Thomas d’Aquin met en place, en prenant appui sur l’aristotélicisme, une anthropologie selon laquelle l’unité de la condition humaine est une unité substantielle de l’âme et du corps. Telle est la définition de la nature humaine, dont Thomas d’Aquin trouve la juste définition dans la physique d’Aristote : « Étymologiquement, le mot nature vient d’un mot latin qui signifie : ce qui doit naître ; aussi l’emploie-t-on pour désigner la génération chez les vivants, que l’on appelle couramment naissance ou reproduction. De là, le mot a été pris pour signifier le principe de la génération. Puis, comme le principe de la génération dans les êtres vivants leur est intrinsèque, on en est venu à désigner par le mot nature tout principe intrinsèque du mouvement. C’est en ce sens que le prend Aristote lorsqu’il dit « La nature est principe du mouvement dans l’être qui le possède par soi et non accidentellement » » (Thomas d’Aquin, Somme théologique, III, 2 c, 1. La citation d’Aristote est dans Physique, I,2.).

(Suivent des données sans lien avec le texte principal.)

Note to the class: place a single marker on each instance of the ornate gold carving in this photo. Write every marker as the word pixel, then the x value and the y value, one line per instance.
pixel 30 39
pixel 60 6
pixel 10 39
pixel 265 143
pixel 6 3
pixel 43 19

L’intelligence humaine est capable d’abstraire les concepts intelligibles à partir du réel sensible, en ce processus intervient le jeu corrélatif de l’intellect possible et de l’intellect agent. Ce processus ne peut s’enclencher qu’à partir de l’imaginal, soit des fantasmes qui apparaissent à l’esprit humain durant le temps où celui-ci, à travers le corps, est en relation avec le sensible. La fonction de l’homme comme capteur du monde ne s’exerce qu’à travers la sensibilité.

La fonction de l’imagination est donc double. D’une part, et c’est toute la rémanence des thèses aristotéliciennes, la fantasmagorie aliène comme c’est le cas pour les mélancoliques que leur maladie mélancolique rend victime des illusions ; mais, d’autre part, le terrain se prépare pour reconnaître à l’imagination toute sa nécessité et toute sa dignité. On parlera alors plus d’imaginal que d’imagination pour célébrer cette faculté qui fait de l’homme un capteur du monde à travers une sensibilité qui peut atteindre un ordre de réalité plus délicat, plus sensible que celui que dispense les usages et le bon sens.

Cette tension était parfaitement sensible dans un des ouvrages philosophiques et spirituels les plus importants depuis le 12° siècle, une compilation qui est due au cistercien Alcher de Clairvaux De spiritu et anima et qui se fonde sur un rassemblent de textes des auteurs chrétiens St Augustin, Cassiodore, Isidore de Séville. Travaillant aussi sur les différentes formes et natures du rêve, dans ce qui est plus un démarcage de Macrobe qu’une réelle pensée originale des rapports de l’esprit et de l’âme, cet auteur cistercien distingue cinq types de rêves

- L’oraculum, rêve que Dieu envoie à ses émissaires

· La visio, rêve prophétique clair

· Le somnium, rêve nécessitant une interprétation

· L’insomnium, rêve commun et sans intérêt

· Le phantasma, apparitions fantomatiques, pendant les premières phases du sommeil, dont fait partie le cauchemar ou l’Éphialtès.

L’imagination est, selon lui, la première des puissances de l’âme : perception, imagination, raison, entendement, intelligence. Elle est en tension dans le somnium car si les visions qu’elle procure au rêveur nécessitent une interprétation, de telles visions ne pas les effets d’une âme enténébrée ou aliénée mais bien le don fait par un franchissement au-delà du sensible que donne à l’esprit du rêveur cette faculté imaginative. On dira alors que le modèle de la régression ne suffit pas plus à définir le rêve signe d’interprétation que le modèle du repliement narcissique du monde sur ses apparences en suffit à parler de l’imagination. Loin de n’être que ce qui enferme le monde subjectif dans le paysage limité de ses doubles, l’imaginaire est franchissement. Un tel franchissement, est presque comme l’acte créatif, dont Fromanger en confia le chiffre à Deleuze (cf supra), un évidemment du sensible et du commun pour atteindre à un nouveau rapport à un savoir du corps et du monde.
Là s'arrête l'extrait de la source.